Con esta finalidad educativa se han desarrollado museos, exposiciones (tanto permanentes como temporales), exhibiciones, cursos, seminarios, etc., destinados a todos los sectores sociales, pero especialmente a los estudiantes y jóvenes, que les permiten adquirir unos conocimientos de primera mano sobre lo que fueron los campos de concentración.

Pero en los últimos tiempos, las referencias a la memoria histórica han saturado de tal forma nuestras vidas cotidianas que no permiten una delimitación clara del concepto, que aparece con unos contornos difusos, significados diferentes y hasta sentidos opuestos. Además, la historia debe enfrentarse al hecho de que existe una multiplicidad de memorias y, por eso, debe potenciar su carácter interdisciplinario.

Para entender la práctica social de memorizar y guardar la memoria histórica se hace necesario analizar con mayor atención conceptos tales como “recuerdo” y “olvido”. La dificultad para establecer la memoria histórica radica en lo que algunos autores denominan la “tierra de nadie” que existe entre el dato, el hecho o el acontecimiento, y su huella, la inscripción que ha tenido tanto en el ámbito individual como en el colectivo de una sociedad determinada.

Esta huella siempre tendrá una superficie de inscripción, un registro, que permite el recuerdo.
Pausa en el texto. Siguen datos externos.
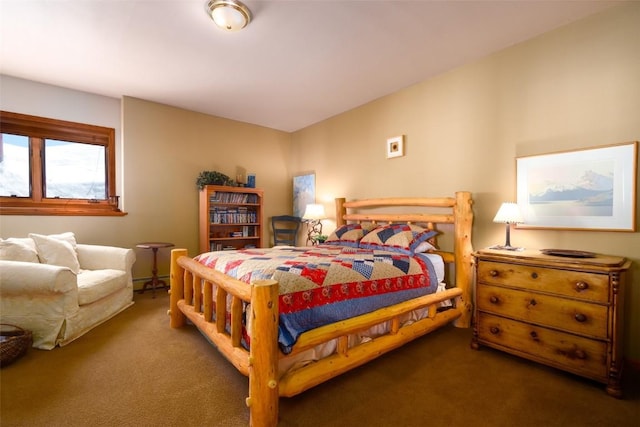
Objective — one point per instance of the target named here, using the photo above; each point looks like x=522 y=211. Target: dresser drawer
x=577 y=354
x=574 y=284
x=569 y=315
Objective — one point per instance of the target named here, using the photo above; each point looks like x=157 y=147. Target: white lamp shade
x=314 y=211
x=230 y=15
x=509 y=213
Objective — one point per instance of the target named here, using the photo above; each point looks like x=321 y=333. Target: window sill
x=61 y=211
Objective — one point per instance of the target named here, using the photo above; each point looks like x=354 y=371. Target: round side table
x=154 y=282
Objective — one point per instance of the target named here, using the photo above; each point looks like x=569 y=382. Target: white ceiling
x=297 y=63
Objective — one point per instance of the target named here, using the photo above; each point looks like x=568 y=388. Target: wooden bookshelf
x=230 y=218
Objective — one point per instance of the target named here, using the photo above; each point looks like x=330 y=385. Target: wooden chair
x=285 y=229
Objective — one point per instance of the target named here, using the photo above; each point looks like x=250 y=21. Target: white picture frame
x=395 y=147
x=590 y=189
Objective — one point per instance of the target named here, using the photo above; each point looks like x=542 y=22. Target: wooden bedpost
x=463 y=250
x=176 y=281
x=340 y=211
x=264 y=354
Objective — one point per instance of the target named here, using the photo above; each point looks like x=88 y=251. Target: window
x=54 y=167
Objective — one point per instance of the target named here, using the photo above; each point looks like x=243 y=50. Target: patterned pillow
x=401 y=238
x=347 y=235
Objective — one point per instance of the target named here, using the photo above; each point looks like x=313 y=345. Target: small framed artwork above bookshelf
x=230 y=218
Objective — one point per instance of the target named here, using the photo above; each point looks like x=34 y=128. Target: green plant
x=213 y=178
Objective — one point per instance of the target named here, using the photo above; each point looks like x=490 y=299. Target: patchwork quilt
x=324 y=284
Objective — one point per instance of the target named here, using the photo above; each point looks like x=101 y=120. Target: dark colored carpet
x=136 y=371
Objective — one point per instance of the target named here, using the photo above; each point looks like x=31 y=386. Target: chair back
x=285 y=229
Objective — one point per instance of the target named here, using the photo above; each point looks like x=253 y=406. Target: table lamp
x=509 y=213
x=313 y=214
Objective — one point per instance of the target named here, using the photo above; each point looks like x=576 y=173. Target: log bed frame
x=191 y=288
Además, la “tierra de nadie” permite diversas interpretaciones, de acuerdo con la ideología con la que se pretenda reconstruir el pasado o la historia, porque la representación social nunca será neutra. Es necesario proporcionar representación, tanto en palabras como en imágenes, estableciendo instituciones que permitan disponer del registro objetivo de la historia y, por tanto, su correcta transmisión.

Existen dos formas de configurar la memoria como herencia colectiva. Una es la política museística, entendida como el aspecto central de una política cultural colectiva coherente. La otra es la experiencia de descripción del acontecimiento, el registro. Tanto el soporte utilizado (el museo) como el acto de inscribir la historia permiten la elaboración de la memoria colectiva.
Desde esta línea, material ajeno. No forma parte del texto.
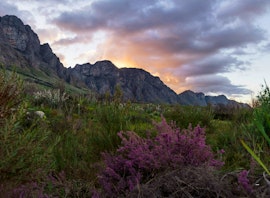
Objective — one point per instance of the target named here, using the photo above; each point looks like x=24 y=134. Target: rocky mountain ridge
x=20 y=46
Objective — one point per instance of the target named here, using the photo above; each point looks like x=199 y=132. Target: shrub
x=185 y=115
x=137 y=160
x=10 y=91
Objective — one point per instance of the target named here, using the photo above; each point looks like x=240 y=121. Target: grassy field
x=86 y=146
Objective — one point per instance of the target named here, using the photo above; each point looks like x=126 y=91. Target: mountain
x=20 y=47
x=199 y=99
x=136 y=84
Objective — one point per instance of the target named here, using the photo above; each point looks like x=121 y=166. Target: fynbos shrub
x=137 y=160
x=10 y=90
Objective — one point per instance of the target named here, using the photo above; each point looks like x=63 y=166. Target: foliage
x=138 y=159
x=185 y=115
x=10 y=94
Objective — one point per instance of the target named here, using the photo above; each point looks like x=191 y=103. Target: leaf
x=255 y=156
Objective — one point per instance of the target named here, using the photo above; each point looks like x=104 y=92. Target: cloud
x=216 y=84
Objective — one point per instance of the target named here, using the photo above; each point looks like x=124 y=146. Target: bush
x=138 y=160
x=10 y=94
x=185 y=115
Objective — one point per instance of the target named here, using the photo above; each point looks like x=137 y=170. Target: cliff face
x=20 y=47
x=136 y=84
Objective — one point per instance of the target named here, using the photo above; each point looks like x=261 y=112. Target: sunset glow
x=215 y=47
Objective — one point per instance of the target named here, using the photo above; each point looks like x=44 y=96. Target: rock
x=136 y=84
x=20 y=46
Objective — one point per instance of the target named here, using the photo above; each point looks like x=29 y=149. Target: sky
x=210 y=46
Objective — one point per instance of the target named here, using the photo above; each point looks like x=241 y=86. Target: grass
x=61 y=155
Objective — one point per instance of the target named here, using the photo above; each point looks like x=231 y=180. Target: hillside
x=20 y=48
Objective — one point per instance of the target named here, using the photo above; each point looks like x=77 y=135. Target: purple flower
x=244 y=182
x=138 y=159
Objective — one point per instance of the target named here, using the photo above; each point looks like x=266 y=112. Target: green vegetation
x=62 y=153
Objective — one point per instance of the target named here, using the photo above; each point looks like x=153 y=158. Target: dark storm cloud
x=186 y=39
x=211 y=65
x=6 y=8
x=216 y=84
x=190 y=35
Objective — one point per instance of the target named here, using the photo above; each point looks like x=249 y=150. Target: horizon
x=210 y=47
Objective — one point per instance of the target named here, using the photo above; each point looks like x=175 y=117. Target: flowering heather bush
x=244 y=181
x=50 y=97
x=10 y=94
x=139 y=160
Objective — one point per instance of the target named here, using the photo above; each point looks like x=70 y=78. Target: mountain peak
x=20 y=46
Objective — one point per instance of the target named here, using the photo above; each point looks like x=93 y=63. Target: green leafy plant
x=262 y=122
x=10 y=93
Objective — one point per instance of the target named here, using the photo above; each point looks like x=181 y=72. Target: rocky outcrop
x=136 y=84
x=20 y=46
x=191 y=98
En este contexto, los sitios de memoria, los lugares en que tuvieron lugar los hechos históricos, son elementos esenciales. Sólo en ellos, sitios rescatados y reconocidos desde el aparato estatal de una nación en su calidad de patrimonio del conjunto de la comunidad, y en su papel como exposición pública de los hechos, permiten la contemplación colectiva del acontecimiento para la posterior realización del ritual de la conmemoración y el duelo.

La dimensión del recuerdo es, ante todo, la del propio reconocimiento. Por eso es necesaria la voluntad de memorizar, porque si no existe esa voluntad no hay una posibilidad efectiva de convertir la memoria en historia. Sin la práctica social de la conmemoración, el memorial se transforma en un objeto sin valor vinculante para el colectivo, y su permanencia en la memoria histórica depende del arbitrio particular del detentador del poder en un momento determinado.

Visitar un sitio conmemorativo significa rememorar en carne propia lo que cualquier persona, bajo una condición opositora, habría tenido que padecer, al convertir a todos los potenciales opositores en presos. En estas condiciones, nadie queda fuera de la experiencia de rememoración, salvo el perpetrador.